3.1 Der Kantonstierarzt beschlagnahmte den Hund «Arno» vorläufig, nachdem er auf Grund einer Anzeige die Hundehaltung beim Beschwerdeführer während dessen Ferienabwesenheit überprüft und ein absolut überfordertes, angsterregtes, verzweifelt jaulendes Tier vorgefunden hatte. Der Hund hatte beim Versuch, aus seiner in einem dunklen Raum untergebrachten Hundeboxe zu fliehen, das Innere der Boxe teilweise zerstört und sich selbst im Kopfbereich verletzt. Es war für den Kantonstierarzt offensichtlich, dass die Hundeboxe zu klein und die Lichtverhältnisse ungenügend waren. Er konnte eine Verhaltensstörung des Hundes erkennen, nicht aber deren Ursache. Ausschlaggebend für die vorläufige Beschlagnahme war die Feststellung, dass die angetroffene Situation den Hund absolut überforderte. Dieser bellte nicht, um das Grundstück zu verteidigen, wie das der Beschwerdeführer auch behauptete, «sondern jaulte und heulte jämmerlich. Wenn wir [der Kantonstierarzt, der Gemeindeammann und ein Polizist] vor der Scheune sprachen, unterbrach Arno seine verzweifelte Kundgebung, um sie, wenn wir uns ruhig verhielten, sofort wieder fortzusetzen». Auf Grund der eingegangenen Anzeige musste der Kantonstierarzt davon ausgehen, dass die vorgefundene Situation nicht neu war und mit dem Beschwerdeführer bereits Diskussionen über diese Hundehaltung stattgefunden hatten. Deshalb bestand für ihn im damaligen Zeitpunkt keine Veranlassung, nach der telefonischen Rücksprache mit dem Beschwerdeführer die mit der Betreuung des Hundes beauftragten Personen zu befragen. Entgegen der Auffassung des Beschwerdeführers reichte es unter den gegebenen Umständen gerade nicht aus, lediglich den Hund unverzüglich aus der Innenboxe zu nehmen und zu kontrollieren.
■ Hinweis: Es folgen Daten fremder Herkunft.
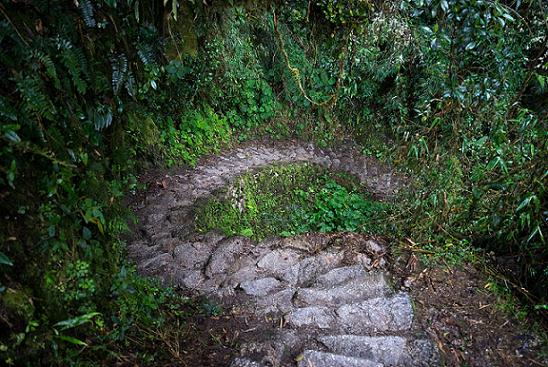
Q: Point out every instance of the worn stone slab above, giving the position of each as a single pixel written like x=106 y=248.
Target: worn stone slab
x=280 y=302
x=313 y=316
x=340 y=275
x=353 y=290
x=388 y=350
x=260 y=287
x=192 y=255
x=312 y=358
x=226 y=253
x=378 y=314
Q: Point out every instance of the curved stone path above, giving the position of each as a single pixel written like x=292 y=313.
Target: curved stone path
x=310 y=301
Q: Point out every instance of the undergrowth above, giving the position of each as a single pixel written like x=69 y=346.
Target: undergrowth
x=286 y=200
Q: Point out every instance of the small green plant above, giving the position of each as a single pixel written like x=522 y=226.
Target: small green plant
x=288 y=200
x=198 y=133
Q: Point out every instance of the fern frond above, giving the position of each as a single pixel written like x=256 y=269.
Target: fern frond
x=75 y=61
x=87 y=13
x=35 y=99
x=100 y=116
x=146 y=53
x=130 y=84
x=47 y=63
x=119 y=72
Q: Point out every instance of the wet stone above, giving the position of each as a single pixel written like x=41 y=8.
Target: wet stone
x=353 y=290
x=310 y=288
x=260 y=287
x=379 y=314
x=312 y=358
x=192 y=255
x=317 y=317
x=388 y=350
x=340 y=275
x=225 y=255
Denn für den Kantonstierarzt war offensichtlich, dass der Hund verstört und dessen Wohlbefinden erheblich beeinträchtigt war. Auf Grund der Anzeige erschien zudem unklar, ob eine tiergerechte und angemessene Haltung durch den Beschwerdeführer oder die von ihm beauftragten Betreuer gewährt werden konnte, was im Interesse des Tierschutzes die vorübergehende Beschlagnahme des Hundes gebot. Es lagen ausreichend begründete Verdachtsmomente für eine völlig unrichtige Tierhaltung vor, so dass die vorläufige Beschlagnahme zu Recht erfolgte. Dem Beschwerdeführer durften demnach auch die entsprechenden Kosten für die geeignete Unterbringung auferlegt werden (Art. 25 Abs. 1 TSchG).
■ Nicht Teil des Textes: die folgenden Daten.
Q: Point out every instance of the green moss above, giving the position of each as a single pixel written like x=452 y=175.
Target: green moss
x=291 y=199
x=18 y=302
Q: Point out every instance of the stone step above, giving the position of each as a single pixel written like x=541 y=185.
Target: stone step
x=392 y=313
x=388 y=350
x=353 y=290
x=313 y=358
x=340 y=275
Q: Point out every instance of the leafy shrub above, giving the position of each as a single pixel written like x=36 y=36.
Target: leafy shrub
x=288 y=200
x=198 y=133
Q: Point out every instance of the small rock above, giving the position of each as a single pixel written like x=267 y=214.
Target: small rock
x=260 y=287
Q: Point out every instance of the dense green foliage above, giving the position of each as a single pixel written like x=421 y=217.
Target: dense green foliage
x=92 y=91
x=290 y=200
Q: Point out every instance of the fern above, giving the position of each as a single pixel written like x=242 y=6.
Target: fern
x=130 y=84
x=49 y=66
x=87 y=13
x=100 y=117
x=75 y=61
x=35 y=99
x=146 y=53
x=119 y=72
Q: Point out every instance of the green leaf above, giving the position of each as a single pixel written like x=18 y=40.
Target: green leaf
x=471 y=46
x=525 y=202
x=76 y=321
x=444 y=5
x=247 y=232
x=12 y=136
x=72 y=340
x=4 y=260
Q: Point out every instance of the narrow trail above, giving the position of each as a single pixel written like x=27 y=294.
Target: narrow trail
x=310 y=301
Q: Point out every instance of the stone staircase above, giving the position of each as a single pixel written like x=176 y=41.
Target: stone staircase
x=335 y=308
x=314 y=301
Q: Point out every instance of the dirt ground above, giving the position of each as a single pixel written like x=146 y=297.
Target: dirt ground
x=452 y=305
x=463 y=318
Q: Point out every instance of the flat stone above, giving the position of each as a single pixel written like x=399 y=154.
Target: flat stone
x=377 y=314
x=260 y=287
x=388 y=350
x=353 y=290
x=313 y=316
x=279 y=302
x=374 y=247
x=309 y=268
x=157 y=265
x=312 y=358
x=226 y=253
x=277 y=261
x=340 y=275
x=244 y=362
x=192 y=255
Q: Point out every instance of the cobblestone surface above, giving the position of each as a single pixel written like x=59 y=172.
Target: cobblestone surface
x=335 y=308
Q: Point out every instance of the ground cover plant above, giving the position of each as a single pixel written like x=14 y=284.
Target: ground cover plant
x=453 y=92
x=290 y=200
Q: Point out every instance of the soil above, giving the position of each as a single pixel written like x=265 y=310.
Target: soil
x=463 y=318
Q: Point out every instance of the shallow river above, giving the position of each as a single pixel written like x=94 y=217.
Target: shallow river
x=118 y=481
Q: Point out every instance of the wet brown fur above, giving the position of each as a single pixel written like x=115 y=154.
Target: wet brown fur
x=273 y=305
3.2 Für den Kantonstierarzt war die Verhaltensstörung des Hundes «Arno», nicht aber deren Ursache erkennbar. Er selber stellte gewisse Mängel bei der Haltung (Boxengrösse, Lichtverhältnisse) fest. Die Anzeigerin hatte den Verdacht der nicht artgerechten Tierhaltung geäussert, und der Beschwerdeführer gab gegenüber dem Kantonstierarzt selber zu, dass die am 9. Januar 2002 angetroffene Situation in keiner Art und Weise ideal gewesen sei. Es habe sich um eine Extremsituation gehandelt, bedingt durch seine Ferienabwesenheit und falsches Verhalten der Betreuungspersonen. Unter diesen Umständen war es verhältnismässig, eine Abklärung durch eine externe Gutachterin anzuordnen, ob und unter welchen Auflagen eine Rückgabe des Hundes erfolgen konnte.
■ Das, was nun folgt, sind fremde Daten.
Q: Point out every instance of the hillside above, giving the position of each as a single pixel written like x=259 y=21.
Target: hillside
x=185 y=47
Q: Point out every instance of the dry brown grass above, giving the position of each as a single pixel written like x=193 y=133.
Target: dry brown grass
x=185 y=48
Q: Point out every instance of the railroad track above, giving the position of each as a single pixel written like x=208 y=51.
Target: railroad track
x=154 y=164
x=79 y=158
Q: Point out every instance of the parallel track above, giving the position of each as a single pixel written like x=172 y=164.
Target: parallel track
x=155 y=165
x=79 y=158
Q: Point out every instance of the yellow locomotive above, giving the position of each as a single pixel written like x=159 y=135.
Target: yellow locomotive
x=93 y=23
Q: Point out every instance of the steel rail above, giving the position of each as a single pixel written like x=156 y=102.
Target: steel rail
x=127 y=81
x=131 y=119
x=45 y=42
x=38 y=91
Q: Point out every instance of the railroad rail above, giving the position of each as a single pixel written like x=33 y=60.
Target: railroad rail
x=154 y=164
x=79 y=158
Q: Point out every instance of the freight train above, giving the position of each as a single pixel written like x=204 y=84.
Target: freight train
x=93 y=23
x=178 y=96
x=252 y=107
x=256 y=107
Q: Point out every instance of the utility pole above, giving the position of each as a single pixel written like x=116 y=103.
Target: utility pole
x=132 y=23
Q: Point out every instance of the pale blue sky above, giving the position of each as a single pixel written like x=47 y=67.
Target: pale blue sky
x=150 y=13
Ist aber weder zu beanstanden, dass der Kantonstierarzt den Hund vorläufig beschlagnahmte, noch dass er ihn zur Abklärung begutachten liess, so wies das Verwaltungsgericht die Beschwerde diesbezüglich zu Recht ab. Demzufolge durfte es dem insoweit unterliegenden Beschwerdeführer auch die entsprechenden Kosten, deren Höhe im Übrigen nicht bestritten ist, auferlegen (vgl. Art. 25 Abs. 1 TSchG, Art. 63 Abs. 1 VwVG).